2. Replace `SENTINEL_HMAC_SECRET`, `ADMIN_PASSWORD`, and `ADMIN_JWT_SECRET`.
3. Verify `DOWNSTREAM_URL` points to the internal New API service.
4. Keep `PG_DSN` aligned with the fixed PostgreSQL container password in `docker-compose.yml`, or update both together.
### 2. Build the frontend bundle
```bash
cd frontend
npm install
npm run build
cd ..
```
This produces `frontend/dist`, which Nginx serves at `/admin/ui/`.
### 3. Build prerequisites
- Build the frontend first. If `frontend/dist` is missing, `/admin/ui/` cannot be served by Nginx.
- Ensure the external Docker network `llm-shared-net` already exists if `DOWNSTREAM_URL=http://new-api:3000` should resolve across stacks.
### 4. Start the stack
```bash
docker compose up --build -d
```
Services:
- `http://<host>/` forwards model API traffic through Sentinel.
- `http://<host>/admin/ui/` serves the admin console.
- `http://<host>/admin/api/*` serves the admin API.
- `http://<host>/health` exposes the app health check.
## Admin API Summary
- `POST /admin/api/login`
- `GET /admin/api/dashboard`
- `GET /admin/api/bindings`
- `POST /admin/api/bindings/unbind`
- `PUT /admin/api/bindings/ip`
- `POST /admin/api/bindings/ban`
- `POST /admin/api/bindings/unban`
- `GET /admin/api/logs`
- `GET /admin/api/logs/export`
- `GET /admin/api/settings`
- `PUT /admin/api/settings`
All admin endpoints except `/admin/api/login` require `Authorization: Bearer <jwt>`.
## Key Implementation Details
- `app/proxy/handler.py` keeps the downstream response fully streamed, including SSE responses.

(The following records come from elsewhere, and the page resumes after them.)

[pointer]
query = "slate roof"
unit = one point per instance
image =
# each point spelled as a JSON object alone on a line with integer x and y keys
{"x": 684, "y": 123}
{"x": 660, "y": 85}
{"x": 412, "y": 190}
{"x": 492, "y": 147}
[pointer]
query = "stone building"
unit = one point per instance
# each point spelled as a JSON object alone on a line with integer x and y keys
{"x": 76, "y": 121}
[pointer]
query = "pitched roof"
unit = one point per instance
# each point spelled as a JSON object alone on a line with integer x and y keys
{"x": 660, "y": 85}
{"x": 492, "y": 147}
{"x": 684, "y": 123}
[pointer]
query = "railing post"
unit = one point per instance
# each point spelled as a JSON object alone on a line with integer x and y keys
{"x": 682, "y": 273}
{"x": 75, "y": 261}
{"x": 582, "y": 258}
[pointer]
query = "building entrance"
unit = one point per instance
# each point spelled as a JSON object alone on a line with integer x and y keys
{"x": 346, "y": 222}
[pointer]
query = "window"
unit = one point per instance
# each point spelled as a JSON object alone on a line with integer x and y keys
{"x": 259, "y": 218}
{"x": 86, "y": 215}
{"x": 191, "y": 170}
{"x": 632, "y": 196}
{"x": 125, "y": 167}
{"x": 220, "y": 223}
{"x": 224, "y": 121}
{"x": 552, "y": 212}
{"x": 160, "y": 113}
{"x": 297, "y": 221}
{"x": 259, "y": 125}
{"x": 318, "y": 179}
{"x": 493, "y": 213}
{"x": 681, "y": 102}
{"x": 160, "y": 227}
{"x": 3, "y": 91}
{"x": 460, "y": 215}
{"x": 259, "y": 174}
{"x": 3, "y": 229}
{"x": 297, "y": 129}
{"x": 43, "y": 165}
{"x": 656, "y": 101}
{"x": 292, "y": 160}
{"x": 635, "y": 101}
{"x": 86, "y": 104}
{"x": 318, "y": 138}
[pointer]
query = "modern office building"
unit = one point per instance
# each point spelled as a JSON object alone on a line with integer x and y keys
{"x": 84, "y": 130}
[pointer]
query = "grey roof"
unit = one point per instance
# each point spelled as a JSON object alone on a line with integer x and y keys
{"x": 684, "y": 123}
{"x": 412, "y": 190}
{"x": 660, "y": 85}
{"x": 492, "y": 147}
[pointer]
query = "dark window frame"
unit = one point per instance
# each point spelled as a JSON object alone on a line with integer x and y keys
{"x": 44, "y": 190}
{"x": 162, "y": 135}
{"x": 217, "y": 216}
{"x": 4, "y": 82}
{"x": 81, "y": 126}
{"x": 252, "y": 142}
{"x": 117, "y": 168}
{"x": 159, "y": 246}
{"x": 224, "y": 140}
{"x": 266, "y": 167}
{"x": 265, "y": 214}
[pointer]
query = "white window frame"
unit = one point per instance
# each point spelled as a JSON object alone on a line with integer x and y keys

- `app/core/ip_utils.py` never trusts client-supplied `X-Forwarded-For`.
- `app/services/binding_service.py` batches `last_used_at` updates every 5 seconds through an `asyncio.Queue`.
- `app/services/alert_service.py` pushes webhooks once the Redis counter reaches the configured threshold.
- `app/services/archive_service.py` prunes stale bindings on a scheduler interval.
## Suggested Smoke Checks
1. `GET /health` returns `{"status":"ok"}`.
2. A first request with a new bearer token creates a binding in PostgreSQL and Redis.
3. A second request from the same IP is allowed and refreshes `last_used_at`.
4. A request from a different IP is rejected with `403` and creates an `intercept_logs` record.
5. `/admin/api/login` returns a JWT and the frontend can load `/admin/api/dashboard`.